Re: [PATCH] mm: page_alloc: update the COMPACT[STALL|FAIL] events properly

From: Vlastimil Babka
Date: Tue Feb 09 2021 - 11:08:58 EST


On 2/5/21 11:28 PM, David Rientjes wrote:
> On Tue, 2 Feb 2021, Charan Teja Kalla wrote:
>
>> >> diff --git a/mm/page_alloc.c b/mm/page_alloc.c
>> >> index 519a60d..531f244 100644
>> >> --- a/mm/page_alloc.c
>> >> +++ b/mm/page_alloc.c
>> >> @@ -4152,6 +4152,8 @@ __alloc_pages_direct_compact(gfp_t gfp_mask, unsigned int order,
>> >> memalloc_noreclaim_restore(noreclaim_flag);
>> >> psi_memstall_leave(&pflags);
>> >>
>> >> + if (*compact_result == COMPACT_SKIPPED)
>> >> + return NULL;
>> >> /*
>> >> * At least in one zone compaction wasn't deferred or skipped, so let's
>> >> * count a compaction stall
>> >
>> > This makes sense, I wonder if it would also be useful to check that
>> > page == NULL, either in try_to_compact_pages() or here for
>> > COMPACT_SKIPPED?
>>
>> In the code, when COMPACT_SKIPPED is being returned, the page will
>> always be NULL. So, I'm not sure how much useful it is for the page ==
>> NULL check here. Or I failed to understand your point here?
>>
>
> Your code is short-circuiting the rest of __alloc_pages_direct_compact()
> where the return value is dictated by whether page is NULL or non-NULL.
> We can't leak a captured page if we are testing for it being NULL or
> non-NULL, which is what the rest of __alloc_pages_direct_compact() does
> *before* your change. So the idea was to add a check the page is actually
> NULL here since you are now relying on the return value of
> compact_zone_order() to be COMPACT_SKIPPED to infer page == NULL.
>
> I agree that's currently true in the code, I was trying to catch any
> errors where current->capture_control.page was non-NULL but
> try_to_compact_pages() returns COMPACT_SKIPPED. There's some complexity
> here.
>
> So my idea was the expand this out to:
>
> if (*compact_result == COMPACT_SKIPPED) {
> VM_BUG_ON(page);
> return NULL;
> }

Note that this may indeed actually trigger due to free page capture, when an IRQ
handler frees the page. See commit b9e20f0da1f5 ("mm, compaction: make capture
control handling safe wrt interrupts") describing how this was happening for
Hugh. So, this VM_BUG_ON() would sooner or later trigger.
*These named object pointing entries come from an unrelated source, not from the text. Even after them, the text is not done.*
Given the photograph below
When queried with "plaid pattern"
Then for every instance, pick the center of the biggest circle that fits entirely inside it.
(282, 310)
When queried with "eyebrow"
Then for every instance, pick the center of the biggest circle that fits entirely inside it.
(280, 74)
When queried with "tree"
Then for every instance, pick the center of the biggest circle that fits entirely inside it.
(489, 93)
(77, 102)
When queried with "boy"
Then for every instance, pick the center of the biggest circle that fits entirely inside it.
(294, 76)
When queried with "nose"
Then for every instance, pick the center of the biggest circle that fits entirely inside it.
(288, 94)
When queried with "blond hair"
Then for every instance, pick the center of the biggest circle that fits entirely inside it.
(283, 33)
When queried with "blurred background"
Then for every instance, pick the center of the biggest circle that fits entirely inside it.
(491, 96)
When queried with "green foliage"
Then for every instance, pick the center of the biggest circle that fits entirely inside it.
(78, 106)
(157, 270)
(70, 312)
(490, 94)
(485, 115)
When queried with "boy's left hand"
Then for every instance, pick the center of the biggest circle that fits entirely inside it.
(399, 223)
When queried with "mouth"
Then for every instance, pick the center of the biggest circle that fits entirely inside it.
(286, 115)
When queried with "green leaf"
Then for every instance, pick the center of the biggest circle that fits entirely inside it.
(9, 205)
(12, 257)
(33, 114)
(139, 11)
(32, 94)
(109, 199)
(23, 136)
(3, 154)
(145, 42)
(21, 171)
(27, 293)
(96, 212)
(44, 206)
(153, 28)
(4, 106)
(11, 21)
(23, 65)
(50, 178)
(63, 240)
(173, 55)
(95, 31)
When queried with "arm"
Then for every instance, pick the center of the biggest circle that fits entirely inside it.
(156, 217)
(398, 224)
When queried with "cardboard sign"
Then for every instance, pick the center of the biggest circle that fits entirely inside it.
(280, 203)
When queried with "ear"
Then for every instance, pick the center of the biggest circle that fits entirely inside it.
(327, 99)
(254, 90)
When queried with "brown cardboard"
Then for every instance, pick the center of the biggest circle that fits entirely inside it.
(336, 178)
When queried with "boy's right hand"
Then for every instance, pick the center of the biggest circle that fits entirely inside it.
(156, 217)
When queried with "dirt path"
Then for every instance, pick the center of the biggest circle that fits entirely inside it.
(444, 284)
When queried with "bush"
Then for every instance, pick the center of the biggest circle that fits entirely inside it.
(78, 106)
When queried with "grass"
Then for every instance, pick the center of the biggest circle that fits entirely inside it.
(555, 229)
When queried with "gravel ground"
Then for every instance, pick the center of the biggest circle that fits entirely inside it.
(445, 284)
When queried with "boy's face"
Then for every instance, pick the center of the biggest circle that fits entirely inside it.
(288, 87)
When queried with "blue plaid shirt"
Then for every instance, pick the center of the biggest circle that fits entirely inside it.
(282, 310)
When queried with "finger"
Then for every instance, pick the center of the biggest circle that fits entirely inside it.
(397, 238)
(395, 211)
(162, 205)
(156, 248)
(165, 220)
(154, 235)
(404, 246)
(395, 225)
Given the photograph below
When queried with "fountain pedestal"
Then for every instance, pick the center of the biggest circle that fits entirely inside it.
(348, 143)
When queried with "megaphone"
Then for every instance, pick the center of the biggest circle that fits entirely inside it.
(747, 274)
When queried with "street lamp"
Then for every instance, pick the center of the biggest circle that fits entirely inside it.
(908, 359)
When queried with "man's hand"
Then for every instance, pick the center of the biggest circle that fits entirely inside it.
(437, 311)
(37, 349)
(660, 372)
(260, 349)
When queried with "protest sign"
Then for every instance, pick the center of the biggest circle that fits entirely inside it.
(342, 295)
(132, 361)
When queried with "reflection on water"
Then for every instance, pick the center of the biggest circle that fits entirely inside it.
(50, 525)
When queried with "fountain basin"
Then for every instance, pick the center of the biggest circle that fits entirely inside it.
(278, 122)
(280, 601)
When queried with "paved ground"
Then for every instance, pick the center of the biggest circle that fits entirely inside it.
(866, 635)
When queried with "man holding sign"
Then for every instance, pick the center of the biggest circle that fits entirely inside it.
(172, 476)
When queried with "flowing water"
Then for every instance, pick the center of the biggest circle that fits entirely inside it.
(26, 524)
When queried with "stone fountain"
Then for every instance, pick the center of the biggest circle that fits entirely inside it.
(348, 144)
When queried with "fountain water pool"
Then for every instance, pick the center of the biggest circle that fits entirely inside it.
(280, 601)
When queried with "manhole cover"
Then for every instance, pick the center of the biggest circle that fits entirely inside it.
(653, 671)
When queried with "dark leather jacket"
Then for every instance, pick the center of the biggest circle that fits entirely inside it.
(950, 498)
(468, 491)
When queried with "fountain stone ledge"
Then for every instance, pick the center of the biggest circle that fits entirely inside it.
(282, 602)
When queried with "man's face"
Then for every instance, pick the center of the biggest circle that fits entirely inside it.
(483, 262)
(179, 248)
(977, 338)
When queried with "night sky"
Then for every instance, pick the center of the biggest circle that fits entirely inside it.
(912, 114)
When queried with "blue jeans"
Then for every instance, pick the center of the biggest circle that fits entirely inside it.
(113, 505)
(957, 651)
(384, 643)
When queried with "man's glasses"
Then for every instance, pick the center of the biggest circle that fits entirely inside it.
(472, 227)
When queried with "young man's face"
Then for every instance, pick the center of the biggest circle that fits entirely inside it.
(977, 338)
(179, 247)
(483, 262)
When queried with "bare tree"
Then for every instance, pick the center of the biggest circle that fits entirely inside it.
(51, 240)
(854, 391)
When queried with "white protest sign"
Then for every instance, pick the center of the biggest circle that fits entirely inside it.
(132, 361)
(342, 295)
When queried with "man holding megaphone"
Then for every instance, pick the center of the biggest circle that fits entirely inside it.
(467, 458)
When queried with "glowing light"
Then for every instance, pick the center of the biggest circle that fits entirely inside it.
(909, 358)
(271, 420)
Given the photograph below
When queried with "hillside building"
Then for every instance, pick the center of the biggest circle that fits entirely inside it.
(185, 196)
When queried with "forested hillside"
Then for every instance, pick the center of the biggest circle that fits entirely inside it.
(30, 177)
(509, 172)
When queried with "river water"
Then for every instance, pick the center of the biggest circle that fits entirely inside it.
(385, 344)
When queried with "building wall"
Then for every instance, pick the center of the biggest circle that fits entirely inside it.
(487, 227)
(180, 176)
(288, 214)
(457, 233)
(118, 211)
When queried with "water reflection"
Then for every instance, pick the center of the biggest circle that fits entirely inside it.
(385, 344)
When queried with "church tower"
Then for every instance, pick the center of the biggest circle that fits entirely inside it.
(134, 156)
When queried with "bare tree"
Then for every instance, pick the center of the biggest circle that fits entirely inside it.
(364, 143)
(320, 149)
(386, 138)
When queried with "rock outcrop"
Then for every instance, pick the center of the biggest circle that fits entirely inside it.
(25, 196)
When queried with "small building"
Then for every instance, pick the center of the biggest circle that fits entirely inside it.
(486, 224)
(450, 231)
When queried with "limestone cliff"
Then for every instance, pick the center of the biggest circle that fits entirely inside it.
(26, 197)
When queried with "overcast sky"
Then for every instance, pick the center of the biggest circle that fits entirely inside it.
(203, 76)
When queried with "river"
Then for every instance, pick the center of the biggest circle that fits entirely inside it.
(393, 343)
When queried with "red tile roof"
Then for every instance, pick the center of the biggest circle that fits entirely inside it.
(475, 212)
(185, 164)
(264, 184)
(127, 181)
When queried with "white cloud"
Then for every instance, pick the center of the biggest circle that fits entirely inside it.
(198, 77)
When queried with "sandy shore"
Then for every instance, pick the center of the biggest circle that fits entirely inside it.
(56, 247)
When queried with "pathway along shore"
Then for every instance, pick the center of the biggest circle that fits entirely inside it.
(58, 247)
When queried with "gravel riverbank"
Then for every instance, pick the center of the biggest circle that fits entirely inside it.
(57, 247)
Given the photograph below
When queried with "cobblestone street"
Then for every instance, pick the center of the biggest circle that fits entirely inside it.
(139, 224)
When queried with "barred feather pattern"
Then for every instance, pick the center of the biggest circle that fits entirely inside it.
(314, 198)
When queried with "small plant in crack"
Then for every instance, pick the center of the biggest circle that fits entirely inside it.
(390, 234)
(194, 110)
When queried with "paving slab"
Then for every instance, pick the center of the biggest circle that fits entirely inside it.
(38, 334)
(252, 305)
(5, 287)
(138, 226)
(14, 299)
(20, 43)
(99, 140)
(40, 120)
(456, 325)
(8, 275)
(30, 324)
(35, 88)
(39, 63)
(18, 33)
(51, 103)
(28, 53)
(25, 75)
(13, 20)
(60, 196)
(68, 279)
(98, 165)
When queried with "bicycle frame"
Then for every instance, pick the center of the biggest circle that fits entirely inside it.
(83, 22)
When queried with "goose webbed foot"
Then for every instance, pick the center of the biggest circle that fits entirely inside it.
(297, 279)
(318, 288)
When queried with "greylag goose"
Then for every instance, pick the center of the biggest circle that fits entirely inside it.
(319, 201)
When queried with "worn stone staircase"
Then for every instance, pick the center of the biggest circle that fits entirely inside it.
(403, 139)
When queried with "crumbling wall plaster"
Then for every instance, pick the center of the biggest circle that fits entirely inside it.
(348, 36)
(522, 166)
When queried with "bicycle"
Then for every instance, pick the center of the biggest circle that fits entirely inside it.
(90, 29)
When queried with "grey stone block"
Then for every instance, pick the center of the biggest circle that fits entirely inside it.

It's because while compact_zone() does detect a successful capture and return
COMPACT_SUCCESS, the IRQ-capture can also happen later without being detected -
at any moment until compact_zone_order() resets the current->capture_control to
NULL. And at that point it may be already poised to return COMPACT_SKIPPED.

It might be cleanest to check *capture at the end of compact_zone_order() and
return COMPACT_SUCCESS when non-NULL. Technically it might be not true that
compaction was successful (we were just lucky that IRQ came and freed the page),
but not much harm in that. Better than e.g. the danger of leaking the captured
page which the proposed patch would do due to the shortcut.
The minor downside is that you would count a stall that wasn't really a stall in
case we skipped compaction, but captured a page by luck, but it would be very rare.